I try and make my posts so that I am adding something to people's knowledge of comics or a way of grabbing some more information to add to mine and I hope that in the main my posts either entertain or educate or even both at times.
My love for comics has been with me since I can remember. While I am not quite old enough to remember the Big Five, my brothers and I had our own version with Wizard, Warlord, Hotspur and Victor making their weekly visitation with Commando rounding the month off nicely. So no real surprise that I am a dyed in the wool DCT fan, but IPC put their temptation in our way and we read Battle, Action, 2000AD and the odd other comic. Very rarely can I say that I have met a comic that I didn't like.
I have dallied with the US comics, but men from another planet and invincible? Come on! Bites from radioactive spiders I could just about deal with and rather dodgy lab experiments could get by at a push as well, but the whole US genre was never something that I could relate to living in rural Scotland where the Broons and Oor Wullie weren't inventions of R D Low, but us and our neighbours! And we used the Doric so we didn't need anyone to tell us that The Broons wur awa' neeping, as we would do that as well!
Watching the comics fade away one by one was saddening for me as they were my childhood friends leaving me all alone, but I held tightly onto the Annuals and to this day I still have all my Warlord annuals!
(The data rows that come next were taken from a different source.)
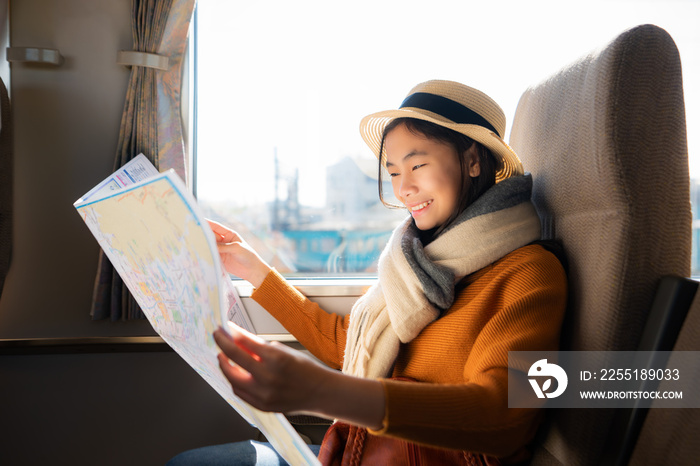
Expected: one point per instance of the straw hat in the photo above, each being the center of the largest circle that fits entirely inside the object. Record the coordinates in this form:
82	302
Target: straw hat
454	106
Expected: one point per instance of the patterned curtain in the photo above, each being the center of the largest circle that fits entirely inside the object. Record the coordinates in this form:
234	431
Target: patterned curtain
151	123
6	173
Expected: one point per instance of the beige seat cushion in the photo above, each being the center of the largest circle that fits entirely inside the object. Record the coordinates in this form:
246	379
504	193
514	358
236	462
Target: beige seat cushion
605	139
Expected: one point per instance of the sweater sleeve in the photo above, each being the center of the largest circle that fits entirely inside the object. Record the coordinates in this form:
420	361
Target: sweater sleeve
523	299
322	333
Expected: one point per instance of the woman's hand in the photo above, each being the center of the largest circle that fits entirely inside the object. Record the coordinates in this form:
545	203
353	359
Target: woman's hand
238	257
274	377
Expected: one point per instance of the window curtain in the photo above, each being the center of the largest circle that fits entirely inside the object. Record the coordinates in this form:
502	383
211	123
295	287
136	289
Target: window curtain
6	173
151	124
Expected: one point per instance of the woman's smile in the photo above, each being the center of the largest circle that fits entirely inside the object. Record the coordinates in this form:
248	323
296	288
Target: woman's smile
425	176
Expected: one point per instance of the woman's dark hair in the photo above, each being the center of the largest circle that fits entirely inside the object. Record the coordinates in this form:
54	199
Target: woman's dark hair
472	188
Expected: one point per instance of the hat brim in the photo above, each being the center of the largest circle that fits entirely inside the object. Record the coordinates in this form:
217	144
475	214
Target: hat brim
372	128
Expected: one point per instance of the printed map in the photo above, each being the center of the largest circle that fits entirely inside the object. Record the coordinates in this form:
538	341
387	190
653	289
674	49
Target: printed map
164	251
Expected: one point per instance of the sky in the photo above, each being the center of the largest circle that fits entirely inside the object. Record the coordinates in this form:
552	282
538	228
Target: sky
295	78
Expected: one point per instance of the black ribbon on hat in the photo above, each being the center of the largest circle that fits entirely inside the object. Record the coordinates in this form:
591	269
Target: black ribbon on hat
453	111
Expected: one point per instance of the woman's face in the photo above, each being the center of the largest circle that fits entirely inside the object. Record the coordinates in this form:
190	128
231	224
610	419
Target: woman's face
425	175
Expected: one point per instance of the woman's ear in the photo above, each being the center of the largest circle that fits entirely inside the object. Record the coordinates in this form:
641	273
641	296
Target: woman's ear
472	157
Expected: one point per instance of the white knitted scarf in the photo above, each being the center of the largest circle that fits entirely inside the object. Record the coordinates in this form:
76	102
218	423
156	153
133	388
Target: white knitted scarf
416	283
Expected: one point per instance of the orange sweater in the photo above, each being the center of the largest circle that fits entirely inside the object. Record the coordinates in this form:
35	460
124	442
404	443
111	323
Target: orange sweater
515	304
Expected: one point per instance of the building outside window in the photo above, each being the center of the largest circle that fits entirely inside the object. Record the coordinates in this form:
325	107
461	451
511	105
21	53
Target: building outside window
282	86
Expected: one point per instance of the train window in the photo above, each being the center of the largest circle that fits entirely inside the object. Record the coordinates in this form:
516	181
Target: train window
281	87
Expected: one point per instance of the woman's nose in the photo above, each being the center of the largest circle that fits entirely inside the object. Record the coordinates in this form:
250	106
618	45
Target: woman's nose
407	186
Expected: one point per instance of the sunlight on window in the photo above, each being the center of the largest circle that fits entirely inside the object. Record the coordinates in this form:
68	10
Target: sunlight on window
282	86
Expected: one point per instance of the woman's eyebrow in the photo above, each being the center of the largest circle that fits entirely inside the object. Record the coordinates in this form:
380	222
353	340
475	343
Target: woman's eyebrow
408	156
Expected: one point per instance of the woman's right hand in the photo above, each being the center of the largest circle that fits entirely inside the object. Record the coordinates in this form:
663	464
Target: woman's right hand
238	257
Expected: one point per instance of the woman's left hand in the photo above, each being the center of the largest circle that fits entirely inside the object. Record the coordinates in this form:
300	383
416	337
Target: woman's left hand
269	375
273	377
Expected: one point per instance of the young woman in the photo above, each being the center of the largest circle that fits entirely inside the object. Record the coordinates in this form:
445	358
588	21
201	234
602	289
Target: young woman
424	353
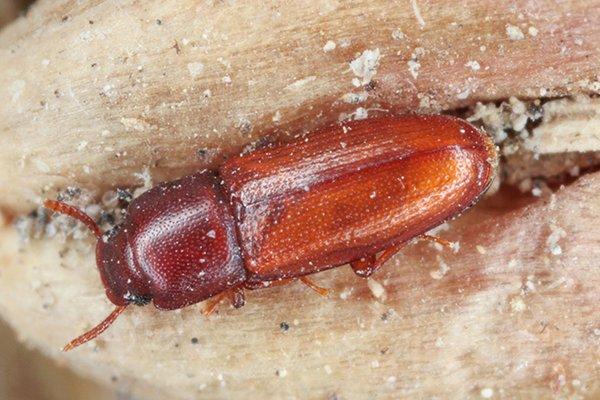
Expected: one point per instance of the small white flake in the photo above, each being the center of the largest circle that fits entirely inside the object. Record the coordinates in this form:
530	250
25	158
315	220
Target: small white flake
532	31
41	165
276	116
365	66
345	42
474	65
282	373
417	12
514	32
517	304
329	46
397	34
300	83
195	69
487	393
377	289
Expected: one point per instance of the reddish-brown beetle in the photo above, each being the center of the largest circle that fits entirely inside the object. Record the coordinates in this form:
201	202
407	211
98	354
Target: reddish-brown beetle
339	195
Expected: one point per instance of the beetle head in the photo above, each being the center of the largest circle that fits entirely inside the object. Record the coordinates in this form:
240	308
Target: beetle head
122	279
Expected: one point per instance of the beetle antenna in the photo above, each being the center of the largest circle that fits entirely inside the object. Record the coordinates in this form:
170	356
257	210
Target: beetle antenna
95	331
73	212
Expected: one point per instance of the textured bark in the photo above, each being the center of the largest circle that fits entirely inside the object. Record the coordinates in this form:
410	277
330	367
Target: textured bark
506	313
94	92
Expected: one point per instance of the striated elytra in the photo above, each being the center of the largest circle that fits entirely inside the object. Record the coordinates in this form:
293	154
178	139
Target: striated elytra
342	194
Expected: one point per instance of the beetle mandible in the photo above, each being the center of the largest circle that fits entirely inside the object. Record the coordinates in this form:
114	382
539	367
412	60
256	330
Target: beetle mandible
340	195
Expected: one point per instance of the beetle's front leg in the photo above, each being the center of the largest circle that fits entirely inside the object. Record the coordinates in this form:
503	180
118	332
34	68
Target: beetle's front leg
235	295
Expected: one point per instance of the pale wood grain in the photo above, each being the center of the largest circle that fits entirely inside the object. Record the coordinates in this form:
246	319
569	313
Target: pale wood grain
93	92
505	314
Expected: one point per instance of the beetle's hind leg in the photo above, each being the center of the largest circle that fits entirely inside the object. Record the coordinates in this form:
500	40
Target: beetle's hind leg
235	296
367	265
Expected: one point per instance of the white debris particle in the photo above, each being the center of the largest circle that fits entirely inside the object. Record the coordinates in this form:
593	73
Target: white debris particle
282	373
517	304
474	65
361	113
345	42
195	69
41	165
532	31
556	233
464	94
442	270
146	178
86	36
414	64
344	294
329	46
109	90
16	89
355	98
365	66
417	12
514	32
377	289
397	34
135	124
301	82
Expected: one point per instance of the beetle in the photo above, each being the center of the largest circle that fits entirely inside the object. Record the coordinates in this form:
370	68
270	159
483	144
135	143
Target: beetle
343	194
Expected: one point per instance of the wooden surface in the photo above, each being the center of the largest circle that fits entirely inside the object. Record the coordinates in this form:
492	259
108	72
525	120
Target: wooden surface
94	92
503	314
I read phoenix's post as he listed the demise of the comics year by year and it amazed me that I could list those dates in my head without reference to any source material.
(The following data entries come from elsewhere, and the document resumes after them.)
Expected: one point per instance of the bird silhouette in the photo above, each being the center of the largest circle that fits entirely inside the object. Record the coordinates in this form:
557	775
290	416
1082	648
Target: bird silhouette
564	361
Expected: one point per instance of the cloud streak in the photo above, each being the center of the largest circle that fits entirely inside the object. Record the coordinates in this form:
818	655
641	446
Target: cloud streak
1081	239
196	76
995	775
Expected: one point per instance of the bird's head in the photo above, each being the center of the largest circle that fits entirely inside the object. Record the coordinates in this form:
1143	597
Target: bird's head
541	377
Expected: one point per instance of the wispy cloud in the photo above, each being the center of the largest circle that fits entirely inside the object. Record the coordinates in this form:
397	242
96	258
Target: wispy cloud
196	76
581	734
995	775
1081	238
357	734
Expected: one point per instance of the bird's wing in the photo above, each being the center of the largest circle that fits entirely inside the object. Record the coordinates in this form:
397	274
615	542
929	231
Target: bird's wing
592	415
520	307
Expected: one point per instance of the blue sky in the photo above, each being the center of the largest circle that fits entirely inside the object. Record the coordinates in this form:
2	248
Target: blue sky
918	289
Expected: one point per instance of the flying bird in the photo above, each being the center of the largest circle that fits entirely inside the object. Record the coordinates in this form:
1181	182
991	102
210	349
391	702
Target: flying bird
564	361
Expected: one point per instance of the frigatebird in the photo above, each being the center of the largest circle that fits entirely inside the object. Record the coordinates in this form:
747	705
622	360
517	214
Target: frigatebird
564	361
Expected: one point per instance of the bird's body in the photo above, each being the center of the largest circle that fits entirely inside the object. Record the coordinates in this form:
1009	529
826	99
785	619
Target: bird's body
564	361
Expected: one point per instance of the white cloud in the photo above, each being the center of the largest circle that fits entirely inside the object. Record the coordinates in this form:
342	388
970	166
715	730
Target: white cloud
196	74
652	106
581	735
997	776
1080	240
Reading the same comics now that I read as a child is an amazing experience as it is the only time-travelling device found so far that can actually take you back 30 or so years. I can remember places where I read them and what I was doing before and after. There are few items as evocative of memory as your childhood comics.
The commentary on social change astounds me as when we look at the stories (Alf Tupper, Twisty, Look Out For Lefty, Tasker, Dozy Danny and many more) with the idea that having a dysfunctional family (Aunt Meg, Twisty's uncle, Lefty's Grandad) was not considered as a good thing, whereas now, it not only is accepted, but treated as something to be pitied and cured. The idea of people sleeping rough only (a device used in most of the stories mentioned) goes to show how much the more things change, the more they stay the same. (Current stats for homeless are 95000, whereas in 1966, it was 11000)
It's also interesting to look around the homes of these characters. Few had phones or cars. No-one ever had a computer. Their idea of a playstation was the compendium set of 100 games at Christmas!
Wow, what a monster post and I haven't even said anything about how my perception of comics has changed over the years! I think I'll leave that to another post. Perhaps my 2000th!